Suppose $X$ and $Y$ are discrete random variable with joint p.f. Find the marginal p.f. of $X$ and $Y$

Question

The joint probability function of x and y is:

$$f(x,y)=\frac{e^{-2}}{x!(y-x)!}$$ where $$x = 0, 1, ..., y; y= 0, 1, ...$$

My solution to this problem:

The marginal p.f. of x is:

$$f_x(x)=\sum_{y=0}^\infty \frac{e^{-2}}{x!(y-x)!}$$ Then $$f_x(x)=\frac{e^{-2}}{x!}\sum_{y=0}^\infty\frac{1}{(y-x)!}$$

and this is where I got stuck.

In the solution, it writes $$f_x(x)=\sum_{\color{red}{y=x}}^\infty \frac{e^{-2}}{x!(y-x)!}$$

$$=\frac{e^{-2}}{x!}\sum_{t=0}^\infty\frac{1}{t!}$$ $$=\frac{e^{-2}}{x!}e$$ $$=\frac{e^{-1}}{x!}$$

I understand that $y=x$ as the initial condition since when $y=0$, $x=0$. However, when $y$ starts to increase, the series will not always conform the series of Euler's number $e$. For example when $y=2$, $x$ can also be 2 then the third entry in the series would be $\frac{1}{(2-2)!}$ which is 1 again like the first two entries in the series.

How to interpret this solution?

Answer 1

The joint probability only applies when $y \ge x$ (e.g., $(y-x)!$, apart from using the Gamma function, doesn't make sense when $y \lt x \implies y - x \lt 0$). This is why the summation starts at $y = x$ as it's given in the solution. Note the function $f_x(x)$ depends only on $x$, with $y$ being a summation variable. Thus, as $y$ increases on the RHS, the value of $x$ is not changing. So your statement of

For example when $y=2$, $x$ can also be 2 then the third entry in the series would be $\frac{1}{(2-2)!}$ which is 1 again like the first two entries in the series.

is not correct.

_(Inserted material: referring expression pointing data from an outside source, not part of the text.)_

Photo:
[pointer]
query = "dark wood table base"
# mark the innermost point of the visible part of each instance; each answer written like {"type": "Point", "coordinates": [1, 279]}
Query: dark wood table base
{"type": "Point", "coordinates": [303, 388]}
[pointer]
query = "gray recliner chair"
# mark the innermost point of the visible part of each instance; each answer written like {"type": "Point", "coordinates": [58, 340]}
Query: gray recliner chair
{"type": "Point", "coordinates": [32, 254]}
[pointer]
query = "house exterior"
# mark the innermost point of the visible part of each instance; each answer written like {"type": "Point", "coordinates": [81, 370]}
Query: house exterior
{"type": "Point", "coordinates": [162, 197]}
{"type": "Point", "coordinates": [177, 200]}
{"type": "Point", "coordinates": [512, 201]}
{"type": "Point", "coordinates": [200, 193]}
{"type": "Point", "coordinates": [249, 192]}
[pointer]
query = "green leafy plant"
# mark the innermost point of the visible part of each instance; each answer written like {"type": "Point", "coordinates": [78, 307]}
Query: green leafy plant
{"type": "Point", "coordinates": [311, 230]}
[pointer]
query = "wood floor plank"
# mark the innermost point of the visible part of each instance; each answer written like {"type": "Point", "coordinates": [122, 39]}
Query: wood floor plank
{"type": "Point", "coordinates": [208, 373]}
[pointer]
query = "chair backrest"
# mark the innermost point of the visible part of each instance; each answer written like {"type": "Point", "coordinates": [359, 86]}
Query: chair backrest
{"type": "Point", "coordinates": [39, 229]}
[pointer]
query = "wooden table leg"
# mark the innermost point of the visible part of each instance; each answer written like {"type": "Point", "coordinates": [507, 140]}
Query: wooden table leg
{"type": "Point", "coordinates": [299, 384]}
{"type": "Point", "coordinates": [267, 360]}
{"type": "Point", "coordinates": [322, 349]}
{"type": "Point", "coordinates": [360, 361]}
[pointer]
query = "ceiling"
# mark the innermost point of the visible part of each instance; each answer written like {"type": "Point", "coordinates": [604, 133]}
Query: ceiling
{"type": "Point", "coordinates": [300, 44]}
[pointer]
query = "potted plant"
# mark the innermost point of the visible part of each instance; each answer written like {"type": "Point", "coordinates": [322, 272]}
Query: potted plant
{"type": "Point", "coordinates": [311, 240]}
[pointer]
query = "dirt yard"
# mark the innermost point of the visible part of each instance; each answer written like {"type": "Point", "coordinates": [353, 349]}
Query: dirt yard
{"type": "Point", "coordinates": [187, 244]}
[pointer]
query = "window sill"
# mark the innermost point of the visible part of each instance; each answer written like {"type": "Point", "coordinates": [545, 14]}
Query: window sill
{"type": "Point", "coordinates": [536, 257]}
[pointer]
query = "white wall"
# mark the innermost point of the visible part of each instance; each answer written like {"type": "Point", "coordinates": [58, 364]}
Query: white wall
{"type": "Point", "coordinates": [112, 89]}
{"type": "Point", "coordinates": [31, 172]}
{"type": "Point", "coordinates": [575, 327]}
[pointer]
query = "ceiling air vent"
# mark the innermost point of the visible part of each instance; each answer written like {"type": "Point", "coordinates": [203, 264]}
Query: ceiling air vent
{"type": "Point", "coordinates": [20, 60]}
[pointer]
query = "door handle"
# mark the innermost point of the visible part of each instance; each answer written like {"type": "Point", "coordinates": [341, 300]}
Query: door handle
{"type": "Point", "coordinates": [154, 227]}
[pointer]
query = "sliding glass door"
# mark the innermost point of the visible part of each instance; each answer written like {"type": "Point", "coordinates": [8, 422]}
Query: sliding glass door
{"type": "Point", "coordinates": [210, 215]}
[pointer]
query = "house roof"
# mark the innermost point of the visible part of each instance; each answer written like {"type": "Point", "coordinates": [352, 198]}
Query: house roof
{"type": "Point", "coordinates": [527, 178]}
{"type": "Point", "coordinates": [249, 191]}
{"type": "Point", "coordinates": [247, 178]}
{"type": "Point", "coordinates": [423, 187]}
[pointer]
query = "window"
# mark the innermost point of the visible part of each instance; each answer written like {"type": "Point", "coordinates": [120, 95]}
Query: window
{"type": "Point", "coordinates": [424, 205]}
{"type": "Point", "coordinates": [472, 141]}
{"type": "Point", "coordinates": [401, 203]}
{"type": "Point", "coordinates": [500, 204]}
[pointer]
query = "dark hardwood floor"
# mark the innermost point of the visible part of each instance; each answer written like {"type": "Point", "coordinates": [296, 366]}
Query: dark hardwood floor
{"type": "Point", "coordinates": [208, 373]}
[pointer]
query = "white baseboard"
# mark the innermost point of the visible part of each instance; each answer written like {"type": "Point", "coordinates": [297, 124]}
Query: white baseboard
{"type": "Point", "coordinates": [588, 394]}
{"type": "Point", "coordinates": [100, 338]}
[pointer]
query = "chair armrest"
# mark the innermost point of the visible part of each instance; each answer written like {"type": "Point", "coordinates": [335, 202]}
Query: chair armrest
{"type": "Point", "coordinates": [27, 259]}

If $x = 2$, then the first entry in the series would be for $y = 2$ since $y$ starts at $x = 2$, i.e., it's not the third entry.

Also, note that in the summation expression of

$$\sum_{y=x}^\infty \frac{1}{(y-x)!} \tag{1}\label{eq1A}$$

you have for some value of $x$, starting $y$ at $x$ and incrementing it by $1$ each time in the summation up to infinity. If you let $t = y - x$, then when $y = x$, you have $t = 0$, when $y = x + 1$, you have $t = 1$, etc. Thus, you get

$$\sum_{y=x}^\infty \frac{1}{(y-x)!} = \sum_{t=0}^\infty \frac{1}{t!} \tag{2}\label{eq2A}$$

Since $\frac{e^{-2}}{x!}$ doesn't involve $y$ at all, it's a constant factor in all of the terms so you can move it outside of the summation. You thus get

$$\begin{equation}\begin{aligned} \sum_{y=x}^\infty \frac{e^{-2}}{x!(y-x)!} & = \frac{e^{-2}}{x!}\sum_{y=x}^\infty \frac{1}{(y-x)!} \\ & = \frac{e^{-2}}{x!}\sum_{t=0}^\infty \frac{1}{t!} \end{aligned}\end{equation}\tag{1}\label{eq3A}$$

Answer 2

You've written $f_x(x)$ where you should have $f_X(x).$ For example, if $x=4$ then $f_X(x) = f_X(4) = \Pr(X=4).$ The number $4$ replaces $x$ but it doesn't replace $X.$ Without this distinction one cannot even understand something like $\Pr(X\le x).$

You wrote $x=0,1,\ldots,y,$ so the range of values of $x$ depends on $y.$ You always have $x\le y.$ Thus, for example, when $x=4$ then $y \ge 4,$ i.e. $y\in\{4,5,6,\ldots\}.$

Then you have \begin{align} f_X(4) = {} & \sum_{y\,=\,4}^\infty \frac{e^{-2}}{x!(y-x)!} \\[8pt] = {} & \frac {e^{-2}} {x!} \sum_{y\,=\,4}^\infty \frac 1 {(y-4)!} \\ & \text{since as $y$ goes from 4 to $\infty,$} \\ & \text{$e^{-2}/x!$ does not change,} \\[10pt] = {} & \frac{e^{-2}}{x!} \sum_{w\,=\,0}^\infty \frac 1 {w!} \\ & \text{where $w=y-4.$} \\ & \text{When $y=4,$ then $w=0.$} \\[10pt] = {} & \frac{e^{-2}}{x!} \cdot e = \frac{e^{-1}}{x!}. \end{align}